Le propriétaire se dit néanmoins fier du chemin parcouru par ses joueurs.

« Je pense que nous sommes fiers d’eux. Ils ont bien fait l’année dernière. »

Kreider : une arrivée qui réjouit Molson

L’arrivée de Chris Kreider a évidemment retenu l’attention. L’attaquant américain, qui a passé l’essentiel de sa carrière avec les Rangers de New York, a choisi de poursuivre sa carrière à Montréal malgré d’autres possibilités.

Une décision qui réjouit Molson, qui assure ne pas s’être attardé au passé de Kreider avec les Rangers, notamment aux événements de 2014 qui ont marqué l’histoire récente des deux organisations.

« Ma réaction, c’était que j’étais très satisfait qu’il se joigne à nous. C’est un excellent joueur de hockey. Je n’ai pas vraiment pensé à la situation en 2014, je pense. Non, c’est vraiment un excellent joueur. »

Molson souligne également que les membres de l’organisation connaissent bien Kreider, qui a évolué pendant plusieurs saisons à New York.

« Les gens qui sont autour de notre équipe le connaissent très bien parce qu’il était avec les Rangers et c’est une bonne personne.

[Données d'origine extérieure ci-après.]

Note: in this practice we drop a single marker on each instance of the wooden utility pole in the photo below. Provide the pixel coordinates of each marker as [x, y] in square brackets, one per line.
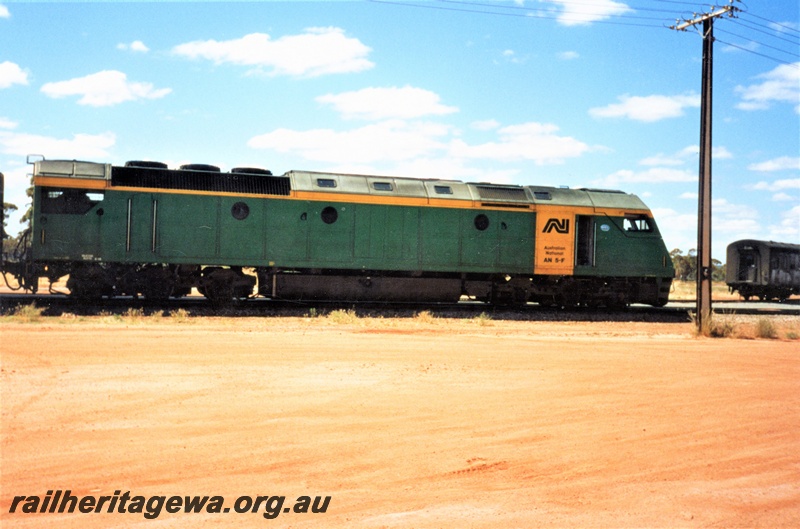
[704, 267]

Je ne l’ai pas encore rencontré, mais ça va bien aller. »

Le fait qu’un vétéran américain ait choisi Montréal prend d’autant plus de valeur aux yeux du propriétaire dans un contexte où certains joueurs américains ont exprimé des réticences à l’idée d’évoluer au Canada.

Molson croit que le potentiel du Canadien a pesé lourd dans la décision de Kreider.

« J’imagine qu’il voulait être avec une équipe qui a beaucoup de potentiel de bien faire dans les prochaines saisons parce qu’il avait le choix et il nous a choisis. Alors, on est fiers de ça. »

St-Louis : la confiance est là

Autre dossier qui semble faire l’unanimité dans l’organisation : Martin St-Louis.

Après avoir obtenu une prolongation de contrat à long terme, l’entraîneur-chef demeure visiblement au cœur du projet montréalais. Molson insiste sur la relation que St-Louis entretient avec ses joueurs et ses adjoints.

« Martin a signé un contrat à long terme. Il est très apprécié par moi, mais aussi par les joueurs et les autres coachs. Tout le monde l’apprécie. Je pense que vous l’appréciez aussi, les médias », a lancé Molson avec le sourire.

Le propriétaire ne s’attend pas nécessairement à voir St-Louis devenir un entraîneur complètement différent au fil des saisons. Des ajustements, certainement. Une transformation fondamentale, beaucoup moins.

« Peut-être qu’il a fait des ajustements ici et là, mais c’est la personne qu’on aime. Et la personne n’a jamais changé. »

Le message est plutôt simple : le noyau est jeune, les progrès sont réels et l’organisation veut continuer d’ajouter les bonnes pièces.

Et avec l’arrivée de Kreider et la stabilité derrière le banc, le CH entend bien poursuivre cette construction — sans slogan, mais avec des bases qui commencent à devenir sérieusement intéressantes.